Boca de livros

Boca de livros

— É aqui que vocês vendem…

— Shhh! É aqui mesmo. Tu quer o que?

— O que você tem?

— Ficção ou não ficção?

— Não sei…

— Tem que ser rápido, porra!

— Tá! Ficção!

— Clássico ou moderno?

— Ah deixa eu pensar…

— Rápido, cacete!

— Clássico! Clássico!

Chega um policial.

— Parados aí! Mãos pro alto!

— Calma, doutor, a gente só tá batendo um papo.
— Não enrola não! Tu estava vendendo livros pra mané aí, não estava?

— Que isso, seu guarda? Eu só estava vendendo um pozinho pro cara aqui. — O traficante fala.

— É, eu só estava querendo comprar pó… — O cliente confirma.

— Você cala a boca! — O guarda grita para o cliente. Então começa a tratar com o traficante:

— Tá pensando que eu sou otário? Tô sabendo que você anda vendendo livro aqui.

— Não é livro pra ler não! — O cliente fala — Eu só ia usar o papel para enrolar uns baseados!

— Já falei pra ficar quieto! — O guarda grita. — É livro pra ler sim. Você tem a maior cara de consumidor de livro.
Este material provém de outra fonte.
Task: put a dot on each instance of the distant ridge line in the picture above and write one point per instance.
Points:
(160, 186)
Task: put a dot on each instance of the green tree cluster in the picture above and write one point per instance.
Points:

— Tá, mas era só um livrinho de autoajuda, não vai fazer mal…

— Não interessa! É assim que começa, depois da autoajuda vai querer ler romance, poesia, livro de ensaios. É perigoso, uma viagem sem volta!
— Que isso, seu guarda? Será que não dá pra o senhor deixar pra lá, fingir que não viu? — O traficante propõe.

— Por acaso você está querendo me corromper?

— Não! Que isso?

O guarda pensa um pouco.

— O que é que você pode fazer por mim? — Ele pergunta.

— Pô, eu tô sem grana… Mas será que o senhor não aceita em mercadoria?

— Não me vem com micharia de pó ou maconha!

— Não, coisa boa! Eu posso te dar um livro e o senhor me libera…

— Um livro?

— É. Do bão!

— Tá, pode ser. O que é que você tem aí pra mim?

— Ficção ou não ficção?

— Ficção.

— Clássico ou moderno?

— Clássico.

— Tem Machado de Assis. Quer “Dom Casmurro” ou “Memórias Póstumas de Brás Cubas”?

— Me dá os dois!

— Pô, seu guarda! Assim você me quebra!